A month after the Parkland shootings, a Quinnipiac poll showed that voters 18-34 were much less likely to support either an “assault weapons” ban or a ban on the sale of “semi-automatic rifles”.
80% of voters 65 years of age and older supported an “assault weapons ban”, but those 18-34 split over it. A majority of voters 65 and over backed the “semi-automatic rifle” bans, but a majority of 18-34 voters opposed it.
The Washington D.C. March for Our Lives rally was billed as a way for the next generation of youth to speak out. But only 10% of the crowd that cheered the bizarre drama club antics on stage was under 18.
The average age of the adults was 49 years old.
That’s young compared to the median age of the CNN primetime viewer: 60 years old. The media hype for the March was a cable news phenomenon. Few millennials even watch cable news.
Why would they show up for a media circus whose audience is approaching retirement age?
70% of the March for Our Lives attendees were women. 89% were Hillary Clinton voters.
The analysis by the University of Maryland sociology professor who conducted the survey found comparisons to the Million Moms March and the Women’s March.
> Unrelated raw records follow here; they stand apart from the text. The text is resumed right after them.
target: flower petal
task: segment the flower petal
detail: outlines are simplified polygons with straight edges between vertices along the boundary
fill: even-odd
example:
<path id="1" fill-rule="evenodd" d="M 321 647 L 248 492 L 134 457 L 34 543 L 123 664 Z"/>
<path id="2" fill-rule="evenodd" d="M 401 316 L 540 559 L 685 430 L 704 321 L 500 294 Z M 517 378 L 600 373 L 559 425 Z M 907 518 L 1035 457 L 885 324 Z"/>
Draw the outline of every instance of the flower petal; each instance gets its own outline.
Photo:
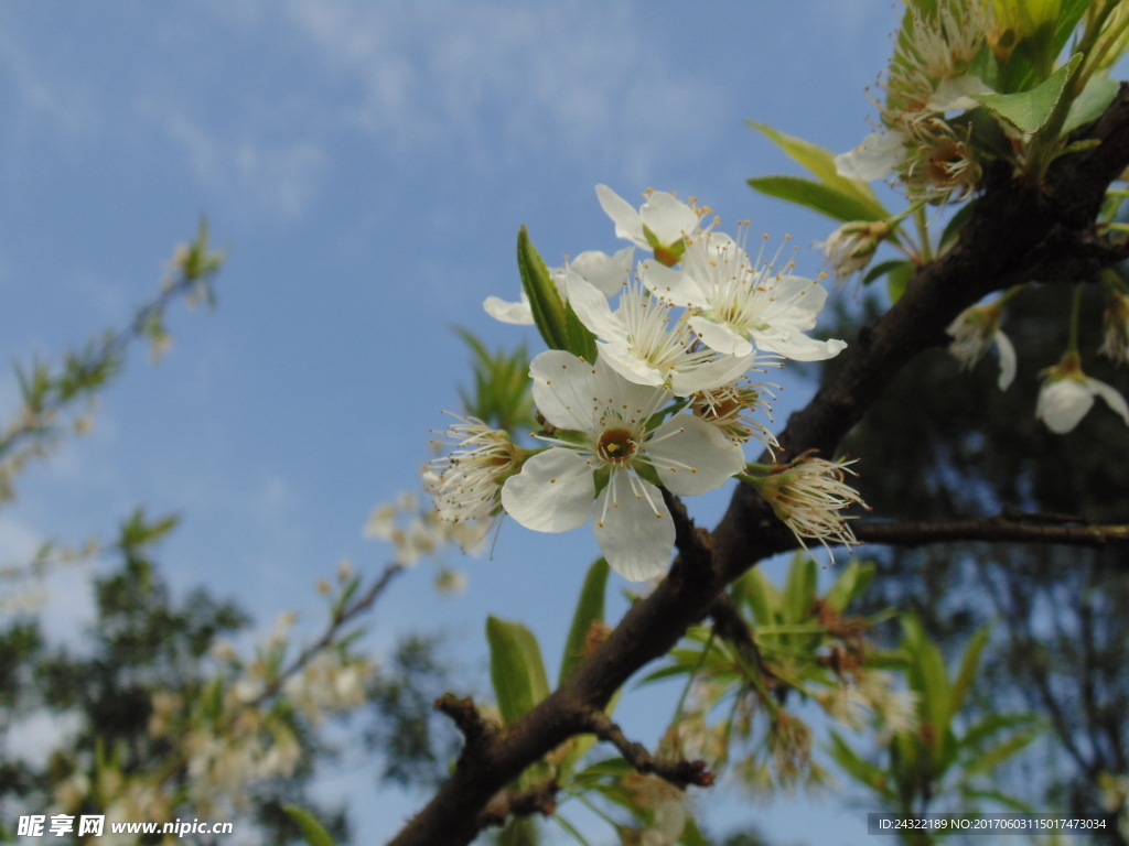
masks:
<path id="1" fill-rule="evenodd" d="M 701 315 L 691 317 L 688 323 L 710 350 L 742 358 L 753 352 L 753 345 L 725 324 L 714 323 Z"/>
<path id="2" fill-rule="evenodd" d="M 1120 414 L 1121 420 L 1129 426 L 1129 405 L 1126 405 L 1126 398 L 1115 388 L 1089 377 L 1086 378 L 1086 386 L 1092 394 L 1100 396 L 1110 408 Z"/>
<path id="3" fill-rule="evenodd" d="M 612 314 L 607 297 L 569 267 L 569 302 L 588 331 L 601 341 L 627 343 L 627 326 Z"/>
<path id="4" fill-rule="evenodd" d="M 596 481 L 588 460 L 579 452 L 553 447 L 506 479 L 501 504 L 526 529 L 568 531 L 588 521 L 595 495 Z"/>
<path id="5" fill-rule="evenodd" d="M 1012 342 L 1008 340 L 999 329 L 992 336 L 992 341 L 996 342 L 996 349 L 999 351 L 999 385 L 1000 390 L 1007 390 L 1008 386 L 1015 381 L 1015 347 L 1012 346 Z"/>
<path id="6" fill-rule="evenodd" d="M 631 204 L 606 185 L 596 186 L 599 208 L 615 223 L 615 237 L 634 241 L 639 247 L 648 247 L 642 235 L 642 220 Z M 649 248 L 649 247 L 648 247 Z"/>
<path id="7" fill-rule="evenodd" d="M 648 482 L 613 473 L 596 500 L 592 530 L 609 566 L 628 581 L 655 579 L 669 566 L 674 520 Z"/>
<path id="8" fill-rule="evenodd" d="M 530 308 L 530 298 L 525 296 L 525 291 L 522 291 L 520 302 L 506 302 L 498 297 L 487 297 L 482 308 L 496 320 L 517 326 L 533 325 L 533 309 Z"/>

That’s not too surprising.
The March for Our lives permit application filed with the National Park Service lists Deena Katz, the co-executive director of the Women’s March Los Angeles Foundation, as the “Person in Charge of Event”. The application papers for the March for Our Lives Fund describe her as the group’s president.
Katz graduated from UCLA in ’88. She’s not the voice of the youth or a new generation.
Another of the Fund’s directors, Melissa Scholz, became involved in another political organization after meeting at the Women’s March. It wouldn’t be too surprising if a number of other directors also had participated in the same anti-Trump rally. And most of the new protesters at the March for Our Lives rally weren’t there to demand gun control. Only 12 percent of them had turned out for gun control.
42% were motivated by Trump.
March for Our Lives was just a rebranded version of the Women’s March with some teen acts.
But the audience wasn’t really there for them. Like the Women’s March, it consisted of Hillary fans expressing the same tired outrage that their candidate had lost despite her numerous scandals.